形成量や角度設定(テーパー)の明確な目安をはじめ、補綴物の精度を高めるマージンデザインの考え方を中心に整理。
さらに、操作性と切削効率を高めるバー選択や手順の組み立て、臨床で直面しやすい露髄リスクを回避するための注意点についても解説いただきます。

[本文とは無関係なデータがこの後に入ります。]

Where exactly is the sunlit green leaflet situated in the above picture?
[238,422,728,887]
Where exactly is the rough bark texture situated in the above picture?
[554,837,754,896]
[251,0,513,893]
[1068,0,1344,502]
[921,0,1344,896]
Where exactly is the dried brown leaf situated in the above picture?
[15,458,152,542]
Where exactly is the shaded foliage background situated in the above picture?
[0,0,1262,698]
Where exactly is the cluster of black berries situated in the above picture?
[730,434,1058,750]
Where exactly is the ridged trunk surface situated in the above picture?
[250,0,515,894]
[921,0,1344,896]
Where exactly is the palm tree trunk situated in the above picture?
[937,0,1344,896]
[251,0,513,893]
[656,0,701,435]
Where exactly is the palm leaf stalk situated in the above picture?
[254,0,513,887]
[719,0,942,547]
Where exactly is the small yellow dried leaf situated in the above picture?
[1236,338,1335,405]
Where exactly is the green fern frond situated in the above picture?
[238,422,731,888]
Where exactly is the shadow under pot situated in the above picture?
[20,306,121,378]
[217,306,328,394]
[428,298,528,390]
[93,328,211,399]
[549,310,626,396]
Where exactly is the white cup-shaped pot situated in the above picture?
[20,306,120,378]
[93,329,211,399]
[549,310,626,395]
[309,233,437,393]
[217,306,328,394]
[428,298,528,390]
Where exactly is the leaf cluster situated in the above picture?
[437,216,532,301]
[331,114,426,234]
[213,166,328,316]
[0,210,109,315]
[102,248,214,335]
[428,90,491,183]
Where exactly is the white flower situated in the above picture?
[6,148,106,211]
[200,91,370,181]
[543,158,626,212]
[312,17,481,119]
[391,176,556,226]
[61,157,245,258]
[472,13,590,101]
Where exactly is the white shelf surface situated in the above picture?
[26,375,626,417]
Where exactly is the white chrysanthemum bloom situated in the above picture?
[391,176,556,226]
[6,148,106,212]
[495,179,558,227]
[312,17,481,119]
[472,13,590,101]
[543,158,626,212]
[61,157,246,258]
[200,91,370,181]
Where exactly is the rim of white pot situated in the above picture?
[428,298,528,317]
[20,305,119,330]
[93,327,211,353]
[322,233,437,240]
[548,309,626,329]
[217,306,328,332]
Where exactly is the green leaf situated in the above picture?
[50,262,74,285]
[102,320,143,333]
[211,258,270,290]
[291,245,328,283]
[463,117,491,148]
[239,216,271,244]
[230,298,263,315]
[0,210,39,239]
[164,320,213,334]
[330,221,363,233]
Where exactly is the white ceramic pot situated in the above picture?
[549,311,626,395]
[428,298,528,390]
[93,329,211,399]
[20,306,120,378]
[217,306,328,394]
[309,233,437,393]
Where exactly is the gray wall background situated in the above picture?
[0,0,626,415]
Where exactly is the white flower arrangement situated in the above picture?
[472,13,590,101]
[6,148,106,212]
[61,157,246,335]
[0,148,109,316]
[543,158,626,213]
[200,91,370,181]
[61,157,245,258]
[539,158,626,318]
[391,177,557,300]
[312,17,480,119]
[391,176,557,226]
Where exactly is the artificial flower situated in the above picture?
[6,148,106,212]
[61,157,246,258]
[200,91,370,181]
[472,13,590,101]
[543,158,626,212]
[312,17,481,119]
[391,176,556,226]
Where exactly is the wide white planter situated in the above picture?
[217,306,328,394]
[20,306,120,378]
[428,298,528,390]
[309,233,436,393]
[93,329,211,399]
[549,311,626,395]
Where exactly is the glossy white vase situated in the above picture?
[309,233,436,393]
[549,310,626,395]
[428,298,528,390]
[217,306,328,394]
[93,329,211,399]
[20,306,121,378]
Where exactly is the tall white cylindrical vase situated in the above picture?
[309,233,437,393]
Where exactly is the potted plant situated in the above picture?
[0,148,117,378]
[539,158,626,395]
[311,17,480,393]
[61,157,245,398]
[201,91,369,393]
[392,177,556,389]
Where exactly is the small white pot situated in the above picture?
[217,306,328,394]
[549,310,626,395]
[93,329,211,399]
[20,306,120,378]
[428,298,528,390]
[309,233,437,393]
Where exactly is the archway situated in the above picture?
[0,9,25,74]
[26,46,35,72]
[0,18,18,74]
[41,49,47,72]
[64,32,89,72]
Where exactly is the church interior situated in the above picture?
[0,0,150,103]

保険診療の限られた時間の中でも質を落とさず、効率と精度を極めた生PZ形成のプロセスを整理したい先生におすすめの内容です。
こんな方におすすめ
👉 保険診療の制限時間内で精度高く生PZ形成を行うテクニックを学びたい
👉 露髄を防ぎつつ適切な形成量やテーパーを確保する基準が知りたい
👉 操作性を高めるバー選択と効率的な手順の組み立てを身に付けたい
講義目次
生PZ形成における基本的な考え方とクリアランスの設定
形成量とテーパー(角度設定)の明確な判断基準
補綴物の精度を高めるマージンデザインのポイント
操作性と切削効率を向上させるバー選択と手順の組み立て
短時間で制度を整えるための臨床ステップと実践ポイント
講師
1997年昭和大学歯学部卒業。都内歯科医院での勤務を経て、2000年に東京都中野区にて「桜山デンタルクリニック」を開業し、2007年に医療法人社団仁晟会を開設・院長に就任する。著名なスタディグループ「JIADS」において補綴コース講師を務め、支台歯形成やプロビジョナルレストレーションなどの精密な補綴治療指導に尽力。また、歯科医療機器メーカー等のセミナー講師を歴任するほか、専門誌への執筆や共著書の出版など、学術・教育活動を通じて「長持ちする確実な歯科治療」の実践と啓発に取り組んでいる。